What's the difference in linking and usage between libarmpl.a and libarmpl_mp.a?
Anything special is required of linking/employing libarmpl_mp.a in user's engine? Under almost the same environment, Is it enough to replace Intel MKL functions with ARM corresponding ones to achieve high performance?
Same question here, but with different and linked issue: performance: single thread looks OK while multi-thread poor . - High Performance Computing (HPC) forum - Support forums - Arm Community
It's never enough to just replace a function call. To achieve highest performance for a particular machine, the code must be carefully tailored to that machine.
The version of the library with "_mp" in its name allows the library to do OpenMP multithreading internally, whereas the ones without do serial implementations. Which one you choose will depend on your overall application and runtime system.
* if you have a serial application but wanted to be able to run cases with big matrices that you want the library to parallelise internally to use all the cores on your system then the libarmpl_mp version would be best.

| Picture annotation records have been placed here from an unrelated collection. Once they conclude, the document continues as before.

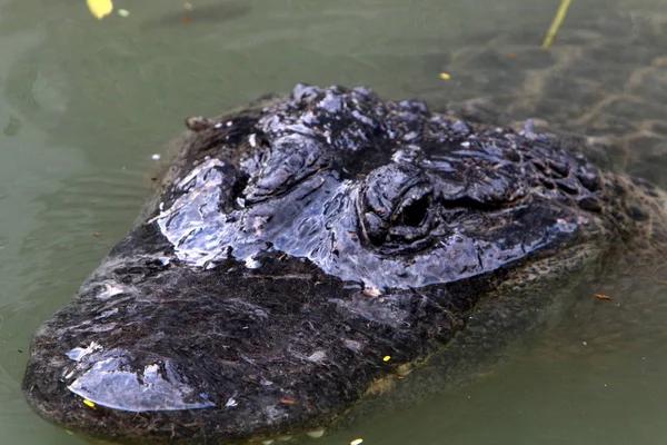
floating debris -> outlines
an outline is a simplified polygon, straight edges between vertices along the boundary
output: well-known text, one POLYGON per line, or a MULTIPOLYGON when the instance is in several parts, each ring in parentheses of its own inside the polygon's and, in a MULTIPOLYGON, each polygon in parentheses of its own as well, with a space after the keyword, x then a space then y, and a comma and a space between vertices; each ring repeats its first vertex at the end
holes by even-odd
POLYGON ((102 20, 113 11, 113 2, 111 0, 86 0, 90 13, 98 20, 102 20))
POLYGON ((565 19, 567 14, 567 9, 569 8, 573 0, 563 0, 560 2, 560 7, 558 8, 558 12, 556 12, 556 17, 554 17, 554 21, 551 22, 551 27, 545 37, 545 41, 542 42, 542 49, 546 51, 549 49, 551 43, 554 42, 554 38, 556 37, 556 32, 558 32, 558 28, 560 28, 560 23, 565 19))
POLYGON ((311 432, 306 433, 306 435, 308 437, 312 437, 312 438, 320 438, 321 436, 325 435, 325 428, 320 428, 320 429, 315 429, 311 432))

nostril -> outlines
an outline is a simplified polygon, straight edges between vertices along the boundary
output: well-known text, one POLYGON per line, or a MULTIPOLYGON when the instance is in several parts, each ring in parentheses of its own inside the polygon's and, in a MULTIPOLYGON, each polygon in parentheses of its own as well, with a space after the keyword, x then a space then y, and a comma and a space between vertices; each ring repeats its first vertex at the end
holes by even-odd
POLYGON ((387 225, 372 211, 368 211, 364 216, 366 218, 366 236, 374 245, 381 245, 387 236, 387 225))

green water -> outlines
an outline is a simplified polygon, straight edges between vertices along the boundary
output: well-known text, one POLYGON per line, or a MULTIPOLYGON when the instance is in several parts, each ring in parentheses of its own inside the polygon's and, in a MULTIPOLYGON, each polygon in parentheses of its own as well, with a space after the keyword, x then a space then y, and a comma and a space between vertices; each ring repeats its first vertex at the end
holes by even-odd
MULTIPOLYGON (((451 55, 517 30, 525 31, 521 48, 539 46, 558 1, 190 3, 187 11, 177 0, 117 1, 129 17, 98 21, 83 0, 0 0, 2 444, 83 443, 23 402, 30 336, 128 230, 150 194, 151 155, 181 131, 185 117, 299 81, 364 83, 388 98, 432 96, 440 105, 462 99, 468 91, 457 77, 494 78, 499 67, 445 81, 439 73, 451 55)), ((575 0, 561 32, 620 17, 621 38, 648 27, 659 37, 666 14, 660 0, 575 0)), ((660 44, 656 38, 657 55, 660 44)), ((667 162, 656 159, 651 175, 659 178, 667 162)), ((551 343, 536 340, 469 385, 317 443, 663 444, 667 293, 640 294, 650 298, 627 305, 629 322, 603 317, 599 329, 566 323, 565 352, 550 354, 551 343)))

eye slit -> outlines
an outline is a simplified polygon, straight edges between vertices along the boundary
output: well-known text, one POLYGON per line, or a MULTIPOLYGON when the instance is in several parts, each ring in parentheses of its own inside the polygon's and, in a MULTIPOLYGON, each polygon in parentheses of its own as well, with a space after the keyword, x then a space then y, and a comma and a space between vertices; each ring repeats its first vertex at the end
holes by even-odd
POLYGON ((394 216, 392 222, 400 226, 419 227, 426 219, 428 207, 430 205, 430 196, 425 195, 419 199, 412 200, 407 206, 399 209, 394 216))

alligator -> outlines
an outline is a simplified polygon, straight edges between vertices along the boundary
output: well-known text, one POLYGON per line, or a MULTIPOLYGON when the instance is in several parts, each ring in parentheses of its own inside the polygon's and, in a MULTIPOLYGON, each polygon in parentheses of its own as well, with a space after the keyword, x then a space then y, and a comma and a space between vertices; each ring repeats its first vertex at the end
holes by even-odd
POLYGON ((23 393, 113 443, 271 443, 402 407, 552 326, 667 195, 528 123, 299 85, 188 134, 34 334, 23 393))

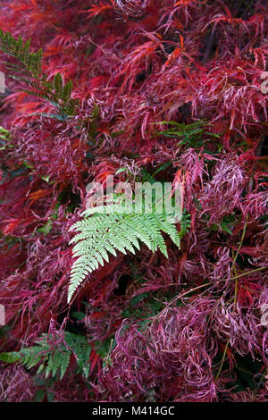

* if you have an application that is already parallelised to use all your available cores, or an MPI case where you are running it to fill your system then the serial version would be the right choice to avoid oversubscription of the cores
* If you have a case which allows a small degree of parallelism at the application level, but not enough to fill all the cores on your system you may choose to use nested parallelism through setting the usual OpenMP environment variables.
Yes, switching out MKL should not require any changes to your code, assuming you are sticking to the BLAS, LAPACK and FFTW interfaces. We try and ensure that the correct tuning is hidden away inside the library so the user never needs do anything different.
Hope this helps.